Fredric Gorin, M.D., Ph.D.
Brief Biography
Dr. Gorin is a board certified neurologist with a doctorate in Biophysics and Physiology trained in computer-based small molecule drug-design and more recently, cancer biology. He received his undergraduate degree in Biochemistry from UC Davis and a combined medical and doctoral degree at the Washington University Medical School in St. Louis, Mo.
Dr. Gorin’s doctoral research generated pharmacophore that predicted how brain opioid peptides bind to the mu opioid receptor. At UCSF, he cloned and chromosomally mapped the first human muscular disorder (McArdle’s disease). At UC Davis his lab identified how neural activity coordinately regulates glycolytic metabolic gene expression in skeletal muscle. Current research has resulted in several patents for novel small-molecule therapies designed to kill hypoxically reprogrammed cancer cells that cause recurrence in aggressive cancers including brain cancers and metastatic cancers, notably breast, pancreatic, and lung.

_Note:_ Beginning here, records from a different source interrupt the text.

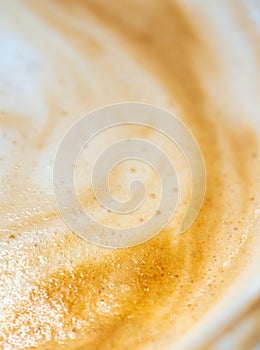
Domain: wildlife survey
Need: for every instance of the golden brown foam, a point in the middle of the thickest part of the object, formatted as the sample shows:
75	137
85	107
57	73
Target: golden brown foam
128	298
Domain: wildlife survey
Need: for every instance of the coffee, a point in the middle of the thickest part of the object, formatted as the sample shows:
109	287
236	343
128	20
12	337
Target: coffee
61	60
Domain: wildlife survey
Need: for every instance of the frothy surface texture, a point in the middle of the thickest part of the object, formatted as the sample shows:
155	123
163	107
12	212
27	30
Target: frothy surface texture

Dr. Gorin oversees a nationally recognized Neurology department with more than 100 faculty, volunteer clinical faculty, post-doctoral fellows, residents, graduate students, clinical fellows and staff members, who conduct research and provide expert clinical and diagnostic services for individuals suffering from a broad array of neurological and neuromuscular conditions, including Alzheimer's and other neurocognitive disorders, epilepsy, cerebrovascular disease, Huntington’s, Parkinson's, traumatic brain injury, ALS and additional neuromuscular disorders.
Research Overview
High grade gliomas (HGGs) are very lethal cancers of the CNS, accounting for 78% of adult onset primary central nervous system malignancies. The 5-year survival for patients with glioblastoma multiforme receiving conventional therapy is approximately 9%. Malignant gliomas recur in more than 90% of patients despite radiation therapy, chemotherapy, or treated with anti-angiogenic agents, most notably bevacizumab. The high incidence of recurrence is a consequence of a sub-populations of hypoxically reprogrammed cancer cells that survive current therapies and are capable of tumor regrowth. These glioma-initiating cells possess several properties of normal pluripotent stem cells, including self-aggregation, renewal, the expression of stem cell markers.
Therefore, designing and developing therapeutics targeting glioma “stem-like” cells (GSCs) is critical in the treatment and eradication of glioblastoma.
We have designed and synthesized novel small molecules that kill proliferating and non-proliferating hypoxically reprogrammed glioma cells within HGG cell lines and from 16 patient-derived xenografted glioblastomas. These cell permeant small molecules have been shown to irreversibly kill glioblastoma and breast cancer cells by a novel programmed irreversible necrotic glioma cell death mechanism mediated by apoptotic inducible factor (AIF). The parent compound UCD38B is patented by UC Regents.
Research Program Details
Research in our laboratory focuses on understanding how our new anti-cancer small molecules kill GSCs that cause cancer recurrence. Protein levels of intracellular uPA and PAI-1 are elevated in several malignant cancer cell types, including HGGs and metastatic breast cancers, and are predictive for solid cancers that are highly prone to proliferate, invade, recur and metastasize.
The patented parent compound, UCD38B, and its lead small molecules preferentially kill HGG cells residing within avascular perinecrotic regions and hypovascularized tumor margins of human glioma xenografts implanted intracerebrally in immunodeficient (NGS) mice.
- Human glioblastoma cells are stably transfected to express luciferase and then intracranially implanted into immune deficient mice (NOD scid gamma).
- The transfected glioma cells bioluminesce when luciferin is administered to the mouse.
- Intracranial tumor volume is quantified by measuring bioluminescence intensity (IVIS Spectrum at CMGI).
Future Directions
Identify the in vivo pharmacological properties and efficacies of new anti-glioma small molecules to treat intracerebral PDX-HGG tumors.
We envision that the novel small molecules, in combination with conventional anti-cancer therapies, has the potential to reduce the risk of cancer recurrence and metastasis.